Alternative self_attn_mask

Drastically lower memory use, different effect, for testing
2026-05-31 03:17:23 +08:00 · 2026-05-06 16:34:01 +03:00 · 2026-05-06 16:34:01 +03:00 · e6e3e6f628
commit e6e3e6f628
parent 9c34f5f36a
1 changed files with 4 additions and 7 deletions
--- a/comfy/ldm/lightricks/model.py
+++ b/comfy/ldm/lightricks/model.py
@ -1252,24 +1252,21 @@ class LTXVModel(LTXBaseModel):
            dtype: Target dtype.

        Returns:
-            (1, 1, total_tokens, total_tokens) additive bias mask.
+            (1, 1, 1, total_tokens) additive bias mask. Broadcasts across queries
+            inside attention, dropping the persistent allocation from O(T²) to O(T).
            0.0 = full attention, negative = attenuated, finfo.min = effectively fully masked.
        """
        finfo = torch.finfo(dtype)
-        mask = torch.zeros((1, 1, total_tokens, total_tokens), device=device, dtype=dtype)
+        mask = torch.zeros((1, 1, 1, total_tokens), device=device, dtype=dtype)
        tracked_end = guide_start + tracked_count

-        # Convert weights to log-space bias
        w = tracked_weights.to(device=device, dtype=dtype)  # (1, tracked_count)
        log_w = torch.full_like(w, finfo.min)
        positive_mask = w > 0
        if positive_mask.any():
            log_w[positive_mask] = torch.log(w[positive_mask].clamp(min=finfo.tiny))
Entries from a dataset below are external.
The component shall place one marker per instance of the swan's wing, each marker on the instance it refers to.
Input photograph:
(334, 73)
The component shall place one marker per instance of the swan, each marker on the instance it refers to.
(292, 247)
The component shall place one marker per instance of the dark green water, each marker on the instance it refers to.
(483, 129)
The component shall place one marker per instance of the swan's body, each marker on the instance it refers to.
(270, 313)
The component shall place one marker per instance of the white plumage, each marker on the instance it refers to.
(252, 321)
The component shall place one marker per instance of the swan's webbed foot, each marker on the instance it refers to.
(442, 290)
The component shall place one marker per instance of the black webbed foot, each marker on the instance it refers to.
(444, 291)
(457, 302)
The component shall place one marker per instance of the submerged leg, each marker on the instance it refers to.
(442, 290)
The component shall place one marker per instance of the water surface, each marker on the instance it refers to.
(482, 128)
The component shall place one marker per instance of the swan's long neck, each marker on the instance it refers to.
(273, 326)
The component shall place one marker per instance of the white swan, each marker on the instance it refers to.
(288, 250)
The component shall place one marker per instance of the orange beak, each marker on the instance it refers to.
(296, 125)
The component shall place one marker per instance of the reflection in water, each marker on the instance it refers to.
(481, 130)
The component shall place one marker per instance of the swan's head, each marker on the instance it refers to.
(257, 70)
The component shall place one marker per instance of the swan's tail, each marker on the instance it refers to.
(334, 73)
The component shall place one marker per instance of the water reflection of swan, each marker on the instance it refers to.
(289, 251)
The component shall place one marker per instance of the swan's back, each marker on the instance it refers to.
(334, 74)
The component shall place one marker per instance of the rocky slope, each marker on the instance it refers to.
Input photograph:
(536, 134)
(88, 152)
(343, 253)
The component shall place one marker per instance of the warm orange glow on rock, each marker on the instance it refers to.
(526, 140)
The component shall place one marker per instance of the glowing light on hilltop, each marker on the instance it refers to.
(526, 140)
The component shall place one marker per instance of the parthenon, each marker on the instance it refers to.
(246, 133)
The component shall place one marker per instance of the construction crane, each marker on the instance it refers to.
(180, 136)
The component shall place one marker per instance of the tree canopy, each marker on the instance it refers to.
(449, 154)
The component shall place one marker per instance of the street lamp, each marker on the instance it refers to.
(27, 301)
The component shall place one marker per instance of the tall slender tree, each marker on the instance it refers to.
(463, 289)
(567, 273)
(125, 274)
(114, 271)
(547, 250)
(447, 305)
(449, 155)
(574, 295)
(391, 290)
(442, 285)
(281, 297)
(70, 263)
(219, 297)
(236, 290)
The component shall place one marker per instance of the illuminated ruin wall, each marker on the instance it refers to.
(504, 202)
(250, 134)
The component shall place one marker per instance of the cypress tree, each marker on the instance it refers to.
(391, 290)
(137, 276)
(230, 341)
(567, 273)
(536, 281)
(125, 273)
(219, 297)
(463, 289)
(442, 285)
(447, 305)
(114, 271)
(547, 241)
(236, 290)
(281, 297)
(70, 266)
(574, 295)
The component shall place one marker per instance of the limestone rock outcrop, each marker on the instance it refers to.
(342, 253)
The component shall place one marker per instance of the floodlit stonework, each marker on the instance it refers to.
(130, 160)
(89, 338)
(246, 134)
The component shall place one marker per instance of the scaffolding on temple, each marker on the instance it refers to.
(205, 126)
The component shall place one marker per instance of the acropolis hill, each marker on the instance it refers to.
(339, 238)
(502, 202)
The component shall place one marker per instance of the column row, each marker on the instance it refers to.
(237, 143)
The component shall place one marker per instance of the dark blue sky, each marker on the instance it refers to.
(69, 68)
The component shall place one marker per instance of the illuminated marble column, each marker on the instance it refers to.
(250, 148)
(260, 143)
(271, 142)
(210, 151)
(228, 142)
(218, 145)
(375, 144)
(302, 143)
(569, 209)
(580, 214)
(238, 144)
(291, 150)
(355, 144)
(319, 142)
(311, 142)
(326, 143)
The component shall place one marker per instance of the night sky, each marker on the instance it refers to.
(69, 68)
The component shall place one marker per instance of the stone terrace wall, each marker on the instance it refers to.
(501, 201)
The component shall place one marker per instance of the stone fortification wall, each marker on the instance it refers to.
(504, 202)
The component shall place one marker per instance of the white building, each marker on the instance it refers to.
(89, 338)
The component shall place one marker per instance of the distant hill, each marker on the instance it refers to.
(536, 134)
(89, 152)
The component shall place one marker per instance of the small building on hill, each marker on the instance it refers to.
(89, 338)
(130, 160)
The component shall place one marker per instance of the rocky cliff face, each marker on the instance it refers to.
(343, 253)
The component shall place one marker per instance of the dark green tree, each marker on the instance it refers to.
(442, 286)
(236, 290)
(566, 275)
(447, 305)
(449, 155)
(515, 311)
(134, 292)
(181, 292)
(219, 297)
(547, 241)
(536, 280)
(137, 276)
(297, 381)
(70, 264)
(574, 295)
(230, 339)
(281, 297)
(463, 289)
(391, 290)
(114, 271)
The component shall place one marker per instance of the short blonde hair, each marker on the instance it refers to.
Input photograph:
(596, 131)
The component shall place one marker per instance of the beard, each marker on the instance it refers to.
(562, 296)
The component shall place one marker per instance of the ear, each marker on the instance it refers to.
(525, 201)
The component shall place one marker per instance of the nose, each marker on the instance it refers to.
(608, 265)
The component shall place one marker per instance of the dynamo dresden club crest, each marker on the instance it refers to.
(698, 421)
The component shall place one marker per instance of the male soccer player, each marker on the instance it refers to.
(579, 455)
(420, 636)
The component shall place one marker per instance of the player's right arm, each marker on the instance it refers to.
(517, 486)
-        # noisy → tracked guides: each noisy row gets the same per-guide weight
-        mask[:, :, :guide_start, guide_start:tracked_end] = log_w.view(1, 1, 1, -1)
-        # tracked guides → noisy: each guide row broadcasts its weight across noisy cols
-        mask[:, :, guide_start:tracked_end, :guide_start] = log_w.view(1, 1, -1, 1)
+        mask[:, :, :, guide_start:tracked_end] = log_w.view(1, 1, 1, -1)

        return mask